Camp was as thrilling the next morning as it was the night before. We were surrounded by the rocky columns that give the pass its name and had the most beautiful view over the Column and the Pyramid in the middle distance to the north and the whole of the Cathedral range in the far distance.
The pass is clearly visible from a long way away, and the path up it easy to keep track of. It is not a difficult ascent at all and, after a good breakfast, we got going and were on top of the mountain by 10am. Here we swung north and started our trek along the escarpment of the mountain.
Although it looks tempting on the map to try to contour around the back of Cleft peak, it means you will have to crab-walk on an uncomfortable slope for a good few hours, which is just not pleasant.
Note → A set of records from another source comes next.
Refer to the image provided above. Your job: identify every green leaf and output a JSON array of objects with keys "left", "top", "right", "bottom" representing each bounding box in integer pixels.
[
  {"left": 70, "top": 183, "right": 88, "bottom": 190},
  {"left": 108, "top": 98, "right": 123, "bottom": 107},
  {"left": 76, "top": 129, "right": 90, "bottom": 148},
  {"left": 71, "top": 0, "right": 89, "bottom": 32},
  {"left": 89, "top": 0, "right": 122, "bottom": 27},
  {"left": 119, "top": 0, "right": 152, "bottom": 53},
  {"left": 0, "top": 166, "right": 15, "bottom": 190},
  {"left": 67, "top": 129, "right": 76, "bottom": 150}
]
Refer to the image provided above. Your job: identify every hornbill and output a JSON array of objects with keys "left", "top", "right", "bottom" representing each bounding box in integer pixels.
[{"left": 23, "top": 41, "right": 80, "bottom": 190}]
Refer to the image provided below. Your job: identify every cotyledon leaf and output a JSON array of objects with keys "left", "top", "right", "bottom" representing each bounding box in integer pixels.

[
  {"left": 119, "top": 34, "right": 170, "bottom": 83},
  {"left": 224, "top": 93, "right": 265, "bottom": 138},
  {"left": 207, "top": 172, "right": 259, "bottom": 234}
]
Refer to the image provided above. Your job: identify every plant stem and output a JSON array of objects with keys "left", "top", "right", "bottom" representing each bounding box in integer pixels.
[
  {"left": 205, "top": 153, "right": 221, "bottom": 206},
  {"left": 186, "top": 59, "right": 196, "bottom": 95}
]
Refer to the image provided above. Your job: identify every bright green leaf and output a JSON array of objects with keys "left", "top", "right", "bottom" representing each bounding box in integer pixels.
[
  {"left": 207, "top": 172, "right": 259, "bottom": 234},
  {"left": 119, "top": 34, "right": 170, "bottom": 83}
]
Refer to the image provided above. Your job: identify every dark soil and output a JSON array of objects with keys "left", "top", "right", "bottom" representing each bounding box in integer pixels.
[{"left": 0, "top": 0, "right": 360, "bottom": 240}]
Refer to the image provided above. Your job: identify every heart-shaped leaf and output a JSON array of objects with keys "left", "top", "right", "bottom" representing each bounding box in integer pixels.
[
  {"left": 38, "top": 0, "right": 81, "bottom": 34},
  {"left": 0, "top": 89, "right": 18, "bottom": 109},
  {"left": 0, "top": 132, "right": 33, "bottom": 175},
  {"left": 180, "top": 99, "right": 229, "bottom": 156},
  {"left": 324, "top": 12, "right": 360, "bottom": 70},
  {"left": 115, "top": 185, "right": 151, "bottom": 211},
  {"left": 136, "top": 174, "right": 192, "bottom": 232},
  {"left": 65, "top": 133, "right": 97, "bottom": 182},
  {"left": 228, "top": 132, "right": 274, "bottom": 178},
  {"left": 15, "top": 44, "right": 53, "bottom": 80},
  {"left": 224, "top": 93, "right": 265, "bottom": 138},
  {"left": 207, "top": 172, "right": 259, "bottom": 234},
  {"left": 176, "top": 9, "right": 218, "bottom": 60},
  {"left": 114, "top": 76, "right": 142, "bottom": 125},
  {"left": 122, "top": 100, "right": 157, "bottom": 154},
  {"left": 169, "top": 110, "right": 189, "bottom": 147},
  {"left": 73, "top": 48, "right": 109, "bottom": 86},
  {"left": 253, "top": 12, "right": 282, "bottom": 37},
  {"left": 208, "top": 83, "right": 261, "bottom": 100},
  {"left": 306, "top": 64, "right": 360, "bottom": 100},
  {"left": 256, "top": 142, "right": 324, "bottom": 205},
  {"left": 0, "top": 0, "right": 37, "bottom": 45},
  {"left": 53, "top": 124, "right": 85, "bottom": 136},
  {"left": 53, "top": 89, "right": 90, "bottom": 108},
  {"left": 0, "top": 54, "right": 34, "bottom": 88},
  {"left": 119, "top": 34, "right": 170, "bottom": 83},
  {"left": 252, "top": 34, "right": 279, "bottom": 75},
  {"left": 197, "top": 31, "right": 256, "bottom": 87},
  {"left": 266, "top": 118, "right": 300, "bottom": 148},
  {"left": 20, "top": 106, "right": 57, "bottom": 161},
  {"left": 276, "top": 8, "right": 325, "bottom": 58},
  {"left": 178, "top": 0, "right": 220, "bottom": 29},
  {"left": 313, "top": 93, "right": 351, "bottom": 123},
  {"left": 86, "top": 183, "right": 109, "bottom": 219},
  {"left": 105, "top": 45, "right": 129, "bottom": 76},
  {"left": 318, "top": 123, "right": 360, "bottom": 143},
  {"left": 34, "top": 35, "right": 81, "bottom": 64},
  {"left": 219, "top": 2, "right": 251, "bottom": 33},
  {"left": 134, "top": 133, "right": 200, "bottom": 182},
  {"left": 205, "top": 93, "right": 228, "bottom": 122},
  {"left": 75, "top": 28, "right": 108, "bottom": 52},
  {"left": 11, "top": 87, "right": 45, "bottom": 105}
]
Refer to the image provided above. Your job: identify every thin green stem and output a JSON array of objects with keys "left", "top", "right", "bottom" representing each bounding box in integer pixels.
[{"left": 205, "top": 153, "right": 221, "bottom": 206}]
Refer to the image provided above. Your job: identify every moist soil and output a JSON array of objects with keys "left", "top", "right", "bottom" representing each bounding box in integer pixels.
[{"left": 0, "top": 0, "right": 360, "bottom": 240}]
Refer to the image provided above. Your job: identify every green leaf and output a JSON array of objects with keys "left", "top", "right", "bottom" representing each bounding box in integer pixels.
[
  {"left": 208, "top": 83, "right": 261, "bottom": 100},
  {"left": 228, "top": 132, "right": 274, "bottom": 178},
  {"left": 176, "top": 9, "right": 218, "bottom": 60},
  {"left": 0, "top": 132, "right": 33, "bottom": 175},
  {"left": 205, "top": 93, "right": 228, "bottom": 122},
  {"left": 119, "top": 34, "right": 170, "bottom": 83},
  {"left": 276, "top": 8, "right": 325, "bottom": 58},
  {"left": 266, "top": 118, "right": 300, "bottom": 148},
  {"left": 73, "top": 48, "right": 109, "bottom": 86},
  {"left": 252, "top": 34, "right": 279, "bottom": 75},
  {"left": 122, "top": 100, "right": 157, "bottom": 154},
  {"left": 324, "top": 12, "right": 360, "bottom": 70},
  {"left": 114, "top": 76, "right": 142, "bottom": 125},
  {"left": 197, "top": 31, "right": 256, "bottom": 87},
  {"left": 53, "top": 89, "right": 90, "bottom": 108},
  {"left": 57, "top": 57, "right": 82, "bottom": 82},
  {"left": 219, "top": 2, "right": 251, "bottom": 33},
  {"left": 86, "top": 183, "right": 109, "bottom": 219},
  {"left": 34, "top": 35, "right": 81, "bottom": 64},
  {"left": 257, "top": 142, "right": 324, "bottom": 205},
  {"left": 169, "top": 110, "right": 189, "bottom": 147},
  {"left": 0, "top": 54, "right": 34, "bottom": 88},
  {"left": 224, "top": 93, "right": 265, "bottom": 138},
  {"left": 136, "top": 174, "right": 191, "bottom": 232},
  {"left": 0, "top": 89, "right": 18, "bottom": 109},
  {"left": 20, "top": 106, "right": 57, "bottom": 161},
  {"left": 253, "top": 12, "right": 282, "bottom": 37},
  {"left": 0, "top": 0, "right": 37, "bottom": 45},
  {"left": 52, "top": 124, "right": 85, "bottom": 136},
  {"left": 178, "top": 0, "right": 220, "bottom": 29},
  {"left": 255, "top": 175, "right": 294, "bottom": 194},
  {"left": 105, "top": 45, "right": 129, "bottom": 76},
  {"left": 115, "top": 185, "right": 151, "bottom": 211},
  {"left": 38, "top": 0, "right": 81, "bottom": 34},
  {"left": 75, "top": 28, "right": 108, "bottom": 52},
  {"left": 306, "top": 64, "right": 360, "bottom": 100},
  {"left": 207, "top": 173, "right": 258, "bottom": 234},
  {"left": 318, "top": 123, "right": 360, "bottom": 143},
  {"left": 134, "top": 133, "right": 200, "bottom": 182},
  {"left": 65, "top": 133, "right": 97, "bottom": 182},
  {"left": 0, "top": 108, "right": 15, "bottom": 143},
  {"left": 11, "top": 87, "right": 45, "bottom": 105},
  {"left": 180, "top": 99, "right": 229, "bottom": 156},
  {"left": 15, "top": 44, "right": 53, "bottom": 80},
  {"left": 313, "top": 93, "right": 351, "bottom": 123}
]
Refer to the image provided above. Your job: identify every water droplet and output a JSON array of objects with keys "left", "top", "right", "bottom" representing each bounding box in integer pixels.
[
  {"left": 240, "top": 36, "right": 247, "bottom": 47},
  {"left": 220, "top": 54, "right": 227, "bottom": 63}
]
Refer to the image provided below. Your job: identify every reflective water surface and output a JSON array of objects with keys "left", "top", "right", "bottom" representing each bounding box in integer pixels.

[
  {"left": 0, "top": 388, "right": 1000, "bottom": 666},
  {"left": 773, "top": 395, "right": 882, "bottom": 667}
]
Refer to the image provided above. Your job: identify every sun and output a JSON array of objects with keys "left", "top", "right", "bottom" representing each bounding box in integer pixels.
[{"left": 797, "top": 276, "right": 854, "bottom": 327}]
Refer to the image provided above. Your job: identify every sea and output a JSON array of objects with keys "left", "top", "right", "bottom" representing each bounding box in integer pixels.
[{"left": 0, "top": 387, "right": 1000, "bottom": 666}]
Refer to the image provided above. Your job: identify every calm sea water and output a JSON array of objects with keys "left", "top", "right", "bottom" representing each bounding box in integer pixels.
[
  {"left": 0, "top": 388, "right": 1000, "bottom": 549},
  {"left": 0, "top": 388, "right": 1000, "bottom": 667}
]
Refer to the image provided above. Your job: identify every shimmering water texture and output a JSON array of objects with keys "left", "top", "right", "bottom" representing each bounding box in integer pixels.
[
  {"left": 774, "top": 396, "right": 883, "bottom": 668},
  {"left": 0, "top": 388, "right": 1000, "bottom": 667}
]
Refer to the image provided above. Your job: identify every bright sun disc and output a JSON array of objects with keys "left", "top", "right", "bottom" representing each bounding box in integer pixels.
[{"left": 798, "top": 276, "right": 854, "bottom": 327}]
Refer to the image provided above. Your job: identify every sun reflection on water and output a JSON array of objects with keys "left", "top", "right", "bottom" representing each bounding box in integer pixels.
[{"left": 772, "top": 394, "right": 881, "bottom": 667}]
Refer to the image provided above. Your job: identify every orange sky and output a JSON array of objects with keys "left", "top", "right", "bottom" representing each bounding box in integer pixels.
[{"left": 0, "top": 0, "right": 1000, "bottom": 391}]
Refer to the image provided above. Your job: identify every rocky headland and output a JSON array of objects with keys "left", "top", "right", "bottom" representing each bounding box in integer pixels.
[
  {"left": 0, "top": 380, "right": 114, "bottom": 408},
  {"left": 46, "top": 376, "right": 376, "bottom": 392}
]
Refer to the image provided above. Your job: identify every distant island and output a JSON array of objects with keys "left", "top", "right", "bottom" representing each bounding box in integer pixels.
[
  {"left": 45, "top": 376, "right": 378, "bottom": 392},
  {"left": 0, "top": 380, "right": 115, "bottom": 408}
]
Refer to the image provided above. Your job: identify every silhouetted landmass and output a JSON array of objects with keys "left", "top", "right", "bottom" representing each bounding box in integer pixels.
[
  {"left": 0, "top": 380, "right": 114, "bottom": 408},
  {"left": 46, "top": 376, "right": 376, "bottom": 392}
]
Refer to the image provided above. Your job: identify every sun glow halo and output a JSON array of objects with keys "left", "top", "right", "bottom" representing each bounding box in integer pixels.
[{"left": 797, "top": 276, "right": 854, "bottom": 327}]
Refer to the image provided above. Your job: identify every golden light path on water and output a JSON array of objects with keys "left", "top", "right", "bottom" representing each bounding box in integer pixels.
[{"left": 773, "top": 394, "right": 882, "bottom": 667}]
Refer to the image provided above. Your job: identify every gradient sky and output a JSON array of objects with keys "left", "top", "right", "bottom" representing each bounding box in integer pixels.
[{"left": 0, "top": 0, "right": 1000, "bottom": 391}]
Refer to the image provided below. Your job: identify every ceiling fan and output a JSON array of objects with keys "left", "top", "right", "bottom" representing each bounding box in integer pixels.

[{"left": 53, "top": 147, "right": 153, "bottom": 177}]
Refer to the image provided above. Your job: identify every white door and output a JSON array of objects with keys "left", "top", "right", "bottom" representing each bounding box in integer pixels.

And ultimately your altitude advantage is insignificant. It makes more sense to simply head straight up the side of Cleft Peak and go over it. Cleft Peak is the only barrier between you and the head of Tseketseke Pass and the views from the top, and all along the escarpment, are breathtakingly beautiful.
We arrived at our destination reasonably early, and had a good few hours to make camp and sit back and enjoy the view as the sun set over the Pyramid and the Column further down the valley.
We did the trail in late summer, when the wetlands and stream above Tseketseke Pass were brimming with water, but even in winter water should not be a problem.
Day 3, Tseketseke to above Ribbon Falls
Day three is seven kilometres long, ascends 100 metres and descends 1 000 metres in total and involves about six hours of actual hiking time.
Finding the head of Tseketseke can be a little tricky. Often, the head of a pass will sit at a localised low point on the escarpment, so this is typically what one heads for. However, in this case, the pass sits about 100 meters off to the south-east of the lowest point and is about 60 metres higher in elevation. To my eternal embarrassment, I was determined to head down the wrong gap and was only prevented from doing so by my young son’s insistence that this “just did not feel right”!
Overnight, an early morning mist had settled over the little Berg and the whole landscape was covered in a blanket of cloud. The trail descended into this bank of cloud - beautiful initially, but cold and damp as soon as we entered the cloud bank.
Tseketseke was a hard scramble. It started off quite mild, albeit steep. But as soon as we hit the vegetation line, the going got tough. The trail is clearly not used regularly, and has become very faint.
Furthermore, it runs along the stream floor for much of the way. So in addition to fighting with overgrown vegetation, we did a lot of boulder hopping. So, by the time we arrived at the bottom of the pass, we were a lot wearier that we had expected.
Although there was time for good lunch break, it was too damp and miserable, and we chose to push on after a quick snack and a welcome coffee.
As an aside, the hut at the bottom of Tseketseke Pass is not in good shape. I would much rather overnight at the clearing 500 metres lower down, right before you come across the contour path - even if it is raining outside.
Once on the contour path, we had just less than four kilometres to go to our overnight point, which was on the plateau just above Ribbon Falls. This is a popular first/last night’s overnight spot for hikers.
We arrived tired and wet, but the sun was beginning to break through the cloud cover, the mist had lifted and so had our spirits.
Day 4, Plateau above Ribbon Falls to Camp
Day four is eight kilometres long, descends 700 metres in total and involves about five hours of actual hiking time.
We woke to strong sunlight on the morning of the final day. As often happens in the mountains, it looked as if it was going to be a scorcher. As temperatures kept climbing, we hiked out way down the trail that runs past Doreen Falls, the western flank of Tryme Hill and on to the hotel.
At the hikers’ parking lot, we swung right and took the trail back to Didima, where we had left our car. The day was hot and humid, and we were happy to get back to camp just after 1pm.
As is tradition, we finished the day with a beer and a burger in the Didima restaurant.